食費とか服飾費の他にやれ学費だ、習い事だ、塾だ、子供1人育てるのに何千万だかかかるらしい。気が狂っている。その何千万かを自分のことに使えたらどれだけ楽しいか。海外旅行だって行き放題だし、都内の素敵なマンションにも住めるし、おいしいものもたくさん食べられる。

自分の時間だってなくなる。育児をしたり、子供が小さいうちは海外旅行だって行けないし、小学校のPTAだってやりたくない。今自由に買い物に行ったり美容院に行ったりしている時間が、全てではないものの、かなりなくなるらしい。そんなの耐えられない。

つまり、私にとって子供を持つことはリスクでしかなかった。その上リターンはあるんだかないんだかわからない。ハイリスク・アンノウンリターン、みたいな?そんなこと、誰だってやりたくないのは明らかだ。

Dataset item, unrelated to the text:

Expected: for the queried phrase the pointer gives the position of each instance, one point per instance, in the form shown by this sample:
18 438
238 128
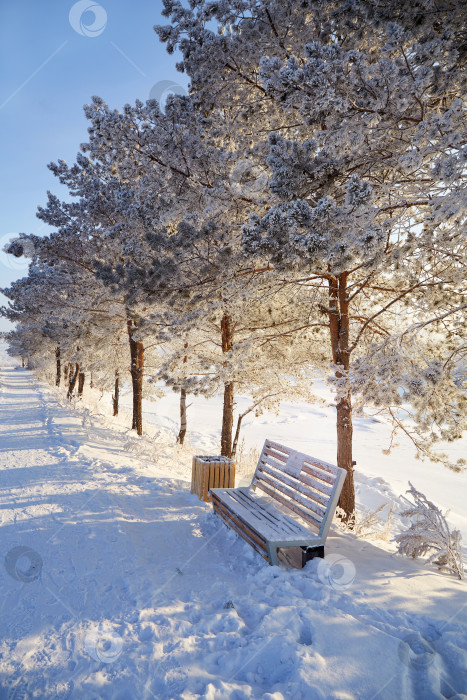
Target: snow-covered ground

私はまだ見たこともない自分の子供のことを思うといつも暗澹とした気持ちになった。

できれば、一生欲しくない。ずっと夫婦2人きりで素敵な生活を送ることが理想だった。

何年か前、会社の先輩のお宅にお呼ばれしたことがある。

その人は40代で子供はおらず、奥さんと2人暮らしだった。

家は都内の高級住宅街にあり、コンクリ打ちっ放しでインテリアもとっても素敵だった。私が覚えているのはルイスポールセンのph7だか5だか、とにかくすっごーく高ーいおしゃれな北欧の照明があったことだけだが、とにかく全てのものが高そうで、でもギラギラしてなくて上品だった。

奥さんもとっても素敵な人だった。顔は覚えてないが、派手でも地味でもない、すごく感じの良いきれいな人だった。

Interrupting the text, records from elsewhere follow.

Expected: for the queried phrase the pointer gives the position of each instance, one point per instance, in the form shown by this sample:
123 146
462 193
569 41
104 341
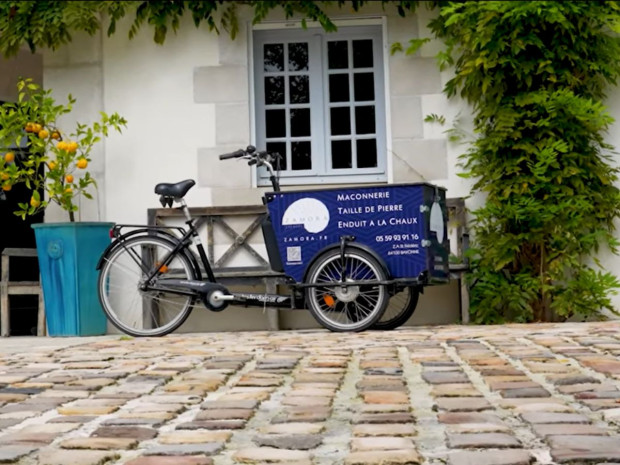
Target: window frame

当時25ぐらいだった私は「これぞ私の目標とする人生!」と興奮しながら家に帰ったことを覚えている。

彼らが子供を望まなかったのか、欲しかったけど授からなかったのかは知らない。でも、その当時私が見たことのあるどんな夫婦より彼らはキラキラして見えた。

私も、夫婦2人きりで、誰にも邪魔されずに、ずっと自分たちの好きなことだけをして生きていきたい。だから、おそらく孫が欲しいと思っているであろう親にも「私は一生子供を持たないかもしれない」と宣言したこともある。親は「ふうん」という顔をしただけで深くは聞かなかったが、まともなオツムをした私の親はきっと子供の育て方を間違えたと思っただろう。

そんな感じで私は結婚してから5年間、好き放題やって暮らした。ずっと憧れていた都心の街に小さな1LDKを借りて平日は仕事をして遊ぶ金を稼ぎ、休日は昼まで寝て夫と買い物や映画デートをした。電動自転車を買って、東京の色んな街に自転車で遊びに行った。代官山、恵比寿、渋谷、天王洲、広尾、六本木、麻布、三軒茶屋、下北沢…。東京の路線図も大好きだった。JRだけじゃなくて東京メトロ都営線、バスだってそこらじゅうに走ってて、一時間に何本も来る。渋谷や二子玉川に電車だけでなくバスで行けるルートもあるなんて!

神奈川出身の私には、栄えた大きい駅が1つだけあるのではなくて、小さいおしゃれな街が点在する東京が新鮮で魅力的だった。

自分と同じように子供のいない女友達と遊ぶのも最高に楽しかった。居酒屋や友達の家でごはんを食べてお酒を飲み、その後は終電ギリギリまでカラオケで大騒ぎするのが定番だった。ザ・女子会といった感じだった。温泉に一泊旅行したこともある。彼女たちは同じ高校の同級生で、みんな大学や仕事はバラバラで、私は彼女たちを羨ましいと思うこともたくさんあったがマウンティング(という言葉がその当時できた。水面下で火花を散らし合うという意味のよくできた言葉だと思う)しあうこともなく、大好きな友達だ。

たまにはおしゃれなイタリアンやフレンチのディナーを楽しみ、夜遅くまでやっているカフェや本屋(ちょうどこの頃代官山に蔦屋書店ができた。都会に憧れる私にはかっこうの夜遊びスポットだった)へ行き、結婚記念日はおしゃれディナー、夏にはフェスや海外旅行に行き、クリスマスはベタにイルミネーションを見に行ったり、クリスマスプレゼントにお互い好きなものを買ってもらったり、いくら遊んでも遊び足りなかった。東京は毎年、いや毎月のように新しい遊びスポットができる。もうずーっとずーっとこんな生活が続けば良いのに、と思った。